Follow-up: This bug might not be related to being OOM at all and just conindentally stopped occuring when more memory was requested. Instead, there is an overflow somewhere, probably in the steps2D_interp step, which I am still looking into.

Thanks for looking into this jeskowanger!
I also found the cellpose 3 takes up a huge amount of mem no matter what you throw at it

Despite intensive troubleshooting I have not been able to identify the source of the overflow, it unfortunately occurs too sporadiacally. Interestingly, using a Docker container based on cellpose 2 the issue does not reproduce, so I am using that for my research now. For anyone wishing to do the same, the Docker image can be downloaded from Docker hub.

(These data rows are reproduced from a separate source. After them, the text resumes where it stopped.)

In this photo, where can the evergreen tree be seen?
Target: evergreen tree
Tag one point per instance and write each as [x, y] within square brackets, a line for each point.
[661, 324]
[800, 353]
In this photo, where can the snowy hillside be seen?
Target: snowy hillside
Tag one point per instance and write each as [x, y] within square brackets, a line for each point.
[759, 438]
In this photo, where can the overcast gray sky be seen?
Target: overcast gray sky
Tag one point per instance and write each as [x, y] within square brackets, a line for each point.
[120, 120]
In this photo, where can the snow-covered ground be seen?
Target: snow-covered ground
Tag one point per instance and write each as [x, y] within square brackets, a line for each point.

One last note on the overflow error itself: I fear that it stems from the frequent use of np.float32 in the source, when arrays are typically np.uint32 (to which they are in fact cast to, at later stages). It is almost certain that the coercion of from float32 to uint32 is the cause of the overflow, and one may wish to rework the internal types used as a result.